Net income fell to $4.95 billion, or $2.57 a share, compared with $5.25 billion, or $2.69, a year earlier, San Ramon, California-based Chevron said in a statement today. The per-share result was lower than 20 of 21 analysts’ estimates compiled by Bloomberg and 13 cents below the average. Chevron shares fell the most in a month.
Shrinking refinery margins eroded gains from Chevron’s biggest oil and natural gas output growth in more than three years. For 2013, output may only reach 98 percent to 99 percent of the company’s original goal. Cash outlays for new drilling, offshore platforms and other capital projects probably will exceed the company’s initial $36.7 billion estimate by 10 percent, Chief Financial Officer Pat Yarrington said.
“There is a lot of concern that Chevron and the other major oil companies are spending so much,” Brian Youngberg, an analyst at Edward Jones & Co., said in an interview from St. Louis today. “Investors want assurances that they are allocating capital appropriately and not just chasing unprofitable production growth.”

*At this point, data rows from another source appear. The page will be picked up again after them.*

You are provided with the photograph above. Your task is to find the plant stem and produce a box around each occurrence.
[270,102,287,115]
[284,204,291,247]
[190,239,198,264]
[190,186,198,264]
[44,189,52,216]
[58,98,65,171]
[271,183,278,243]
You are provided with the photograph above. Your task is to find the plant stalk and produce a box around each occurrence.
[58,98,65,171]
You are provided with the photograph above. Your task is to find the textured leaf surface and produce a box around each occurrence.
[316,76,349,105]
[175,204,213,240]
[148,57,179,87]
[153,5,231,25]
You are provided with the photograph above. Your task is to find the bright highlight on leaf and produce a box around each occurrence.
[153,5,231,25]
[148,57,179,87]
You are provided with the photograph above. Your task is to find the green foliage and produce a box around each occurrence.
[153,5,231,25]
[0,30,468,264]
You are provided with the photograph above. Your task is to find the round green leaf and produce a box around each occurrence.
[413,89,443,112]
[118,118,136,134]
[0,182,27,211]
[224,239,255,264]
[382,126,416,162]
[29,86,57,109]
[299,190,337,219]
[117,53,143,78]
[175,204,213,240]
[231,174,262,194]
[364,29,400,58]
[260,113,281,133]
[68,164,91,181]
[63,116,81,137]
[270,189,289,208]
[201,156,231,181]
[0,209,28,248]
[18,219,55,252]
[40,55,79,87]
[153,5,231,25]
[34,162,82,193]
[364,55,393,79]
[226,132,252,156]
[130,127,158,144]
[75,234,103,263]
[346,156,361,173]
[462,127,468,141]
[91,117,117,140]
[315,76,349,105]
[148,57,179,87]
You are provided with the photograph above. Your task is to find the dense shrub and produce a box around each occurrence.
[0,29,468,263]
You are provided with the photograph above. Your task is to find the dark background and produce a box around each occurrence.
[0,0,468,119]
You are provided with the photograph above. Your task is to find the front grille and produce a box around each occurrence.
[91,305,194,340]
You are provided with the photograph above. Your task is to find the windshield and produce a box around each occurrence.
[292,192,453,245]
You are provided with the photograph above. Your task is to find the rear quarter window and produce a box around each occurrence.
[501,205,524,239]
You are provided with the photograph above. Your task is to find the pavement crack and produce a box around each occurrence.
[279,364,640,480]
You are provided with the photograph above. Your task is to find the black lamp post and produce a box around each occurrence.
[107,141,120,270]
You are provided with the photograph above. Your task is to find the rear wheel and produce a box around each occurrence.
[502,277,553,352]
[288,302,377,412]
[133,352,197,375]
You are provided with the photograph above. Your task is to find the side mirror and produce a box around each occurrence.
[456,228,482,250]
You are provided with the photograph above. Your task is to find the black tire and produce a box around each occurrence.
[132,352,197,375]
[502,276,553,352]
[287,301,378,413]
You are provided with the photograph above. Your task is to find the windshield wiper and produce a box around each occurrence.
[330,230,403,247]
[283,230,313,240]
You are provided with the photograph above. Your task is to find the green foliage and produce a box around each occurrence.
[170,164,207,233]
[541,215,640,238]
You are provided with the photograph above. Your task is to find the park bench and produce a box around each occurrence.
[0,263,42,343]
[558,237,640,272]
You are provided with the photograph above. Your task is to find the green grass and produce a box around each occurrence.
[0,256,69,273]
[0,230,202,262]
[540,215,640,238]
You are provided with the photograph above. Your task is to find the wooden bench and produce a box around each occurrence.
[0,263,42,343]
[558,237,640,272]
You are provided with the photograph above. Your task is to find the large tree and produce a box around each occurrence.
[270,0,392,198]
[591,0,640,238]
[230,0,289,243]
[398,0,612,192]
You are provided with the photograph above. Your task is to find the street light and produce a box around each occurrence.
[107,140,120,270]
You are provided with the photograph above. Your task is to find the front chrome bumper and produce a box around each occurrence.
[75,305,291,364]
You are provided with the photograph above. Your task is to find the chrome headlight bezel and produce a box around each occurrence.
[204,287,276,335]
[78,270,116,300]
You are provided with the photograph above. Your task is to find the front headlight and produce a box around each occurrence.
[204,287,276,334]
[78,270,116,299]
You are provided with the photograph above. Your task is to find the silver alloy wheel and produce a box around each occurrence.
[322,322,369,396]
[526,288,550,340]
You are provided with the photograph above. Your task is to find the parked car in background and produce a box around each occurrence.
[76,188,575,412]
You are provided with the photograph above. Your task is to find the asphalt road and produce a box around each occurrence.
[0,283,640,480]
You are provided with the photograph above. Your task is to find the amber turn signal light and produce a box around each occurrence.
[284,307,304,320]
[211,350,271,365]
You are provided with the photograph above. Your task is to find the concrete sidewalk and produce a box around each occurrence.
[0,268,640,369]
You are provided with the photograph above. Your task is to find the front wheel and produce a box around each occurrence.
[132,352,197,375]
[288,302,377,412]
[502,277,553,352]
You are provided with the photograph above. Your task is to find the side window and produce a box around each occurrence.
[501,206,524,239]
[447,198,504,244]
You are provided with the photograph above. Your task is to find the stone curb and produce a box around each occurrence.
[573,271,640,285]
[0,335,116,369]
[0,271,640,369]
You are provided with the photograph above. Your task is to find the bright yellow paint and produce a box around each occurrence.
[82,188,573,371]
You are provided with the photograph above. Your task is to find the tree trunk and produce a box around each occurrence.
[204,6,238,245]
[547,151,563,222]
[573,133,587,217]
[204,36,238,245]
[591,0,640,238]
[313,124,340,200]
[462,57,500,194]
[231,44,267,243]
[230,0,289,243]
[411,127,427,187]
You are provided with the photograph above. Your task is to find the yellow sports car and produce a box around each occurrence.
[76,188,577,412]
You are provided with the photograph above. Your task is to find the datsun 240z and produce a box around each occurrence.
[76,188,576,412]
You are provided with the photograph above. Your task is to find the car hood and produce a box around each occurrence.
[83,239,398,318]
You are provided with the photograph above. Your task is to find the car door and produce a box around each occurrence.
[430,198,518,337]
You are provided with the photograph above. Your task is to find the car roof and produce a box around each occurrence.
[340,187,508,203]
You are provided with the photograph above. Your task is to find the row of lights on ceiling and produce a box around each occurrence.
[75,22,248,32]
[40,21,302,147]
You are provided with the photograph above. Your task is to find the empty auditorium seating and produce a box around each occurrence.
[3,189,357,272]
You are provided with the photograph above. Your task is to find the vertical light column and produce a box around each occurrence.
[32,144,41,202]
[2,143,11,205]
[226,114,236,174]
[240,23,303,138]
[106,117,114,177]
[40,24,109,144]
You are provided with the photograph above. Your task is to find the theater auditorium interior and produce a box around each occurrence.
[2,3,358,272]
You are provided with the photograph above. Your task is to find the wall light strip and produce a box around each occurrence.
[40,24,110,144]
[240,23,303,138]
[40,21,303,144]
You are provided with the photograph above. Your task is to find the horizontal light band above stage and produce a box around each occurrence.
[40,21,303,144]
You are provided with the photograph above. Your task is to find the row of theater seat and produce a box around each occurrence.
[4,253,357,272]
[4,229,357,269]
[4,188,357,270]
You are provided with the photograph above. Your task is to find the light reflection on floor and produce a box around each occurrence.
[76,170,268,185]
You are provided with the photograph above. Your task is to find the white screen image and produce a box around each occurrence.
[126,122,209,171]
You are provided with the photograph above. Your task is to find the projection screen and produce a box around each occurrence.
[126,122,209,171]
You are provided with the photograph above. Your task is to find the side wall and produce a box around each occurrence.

Capital spending climbed by 26 percent during the quarter to $115 million a day, compared with a 21 percent increase during the April-to-June period. Yarrington, in a conference call with analysts today, said the higher full-year capital budget estimate stemmed from recently-acquired exploration prospects in Iraq, Canada and Australia.
The shares fell 1.6 percent to $118.01 at the close in New York.
Sales rose 1.7 percent to $56.6 billion.
Profit from processing crude oil into fuels tumbled 45 percent during the third quarter to $380 million amid rising feedstock costs and repairs at a California plant that crimped gasoline and diesel output. The refining slowdown overshadowed a 2.7 percent rise in oil and gas production that was the largest since mid 2010. The supply increase was led by fields in Kazakhstan, Nigeria, Angola, Texas and Pennsylvania, according to the statement.
Chairman and Chief Executive Officer John S. Watson announced plans in December to spent $36.7 billion this year in a push to raise oil and gas production after two years of declining output. The approximate 10 percent increase announced by Yarrington today would lift spending above $40 billion.
After lagging the full-year 2013 goal of pumping the equivalent of 2.65 million barrels of oil a day during the first nine months of this year, Vice President Jeff Gustavson said today that output probably will fall 1 percent to 2 percent short of that target.
Chevron also may sell some oil and gas fields that promise leaner returns than newly-acquired prospects, Yarrington said today. She didn’t specify any particular assets or regions that the company might be considering exiting, nor did she provide a time frame for such sales.
Exxon Mobil Corp. is the largest U.S. oil company by market value.